It is important to maintain the partition between the datatype and the literal in the case of implicitly typed XML literals (as well as qname typed XML literals in N3, see below). If XML literals were denoted by something other than a legal name 'xml' then it is possible that the delimiting character '/' could be omitted. It is also possible to use some other delimiting character, if another would be considered better.

The character '/' was chosen because it is visually distinct and has a commonly percieved function of delimiting hierarchical scope; and in the case of a typed literal, the literal string portion can be seen as residing within the scope of the datatype.

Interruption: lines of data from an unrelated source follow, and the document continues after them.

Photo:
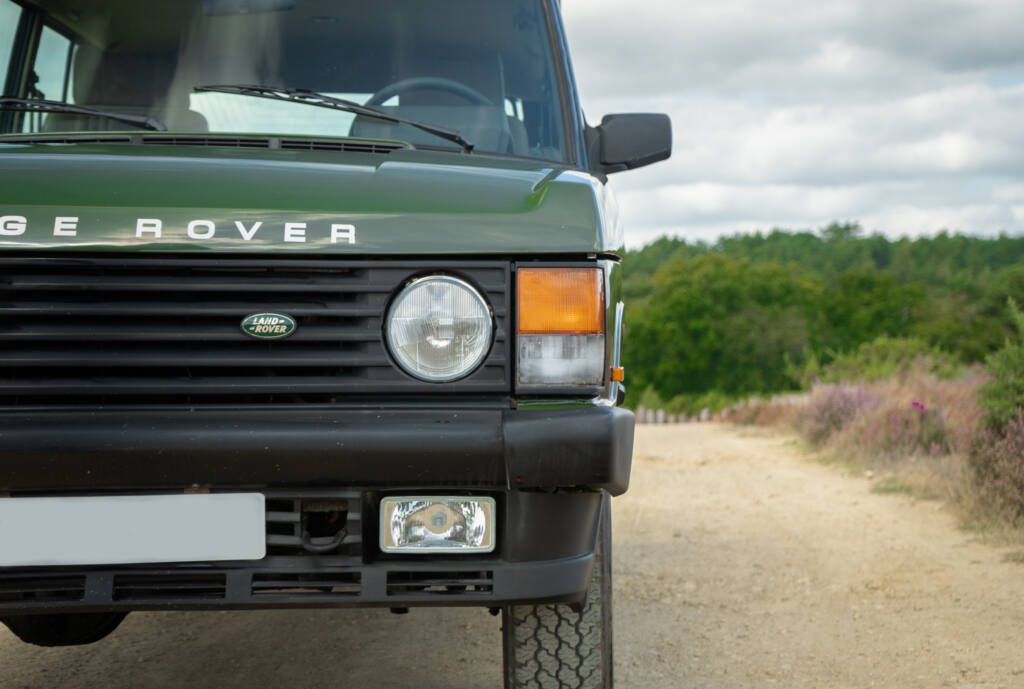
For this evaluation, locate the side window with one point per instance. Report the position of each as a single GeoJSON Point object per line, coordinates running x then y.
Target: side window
{"type": "Point", "coordinates": [50, 75]}
{"type": "Point", "coordinates": [51, 67]}
{"type": "Point", "coordinates": [9, 14]}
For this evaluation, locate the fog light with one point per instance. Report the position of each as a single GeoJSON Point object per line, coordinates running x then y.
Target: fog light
{"type": "Point", "coordinates": [437, 524]}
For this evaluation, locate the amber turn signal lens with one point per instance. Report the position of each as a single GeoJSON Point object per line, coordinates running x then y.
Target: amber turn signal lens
{"type": "Point", "coordinates": [554, 301]}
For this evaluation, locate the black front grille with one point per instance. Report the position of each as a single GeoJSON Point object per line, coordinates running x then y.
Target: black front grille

As an aside, although the WG is not technically concerned with N3 syntax, for those who care, the above representation for typed literal nodes also works with qnames and therefore would represent a fairly painless evolution path for N3:


   implicitly typed non-XML literal                                  "25"
   implicitly typed non-XML literal with lang                        "25"-en
   qname typed non-XML literal                           xsd:integer/"25"
   qname typed non-XML literal with lang                 xsd:integer/"25"-en

   implicitly typed XML literal                            xml"<xhtml:h1>Foo</xhtml:h1>"
   implicitly typed XML literal with lang                  xml"<xhtml:h1>Foo</xhtml:h1>"-en
   qname typed XML literal                     xhtml:h1/xml"<xhtml:h1>Foo</xhtml:h1>"
   qname typed XML literal with lang           xhtml:h1/xml"<xhtml:h1>Foo</xhtml:h1>"-en

Of course, the maintainers of N3 are free to do as they like regarding the representation of typed literals. This is only a suggestion.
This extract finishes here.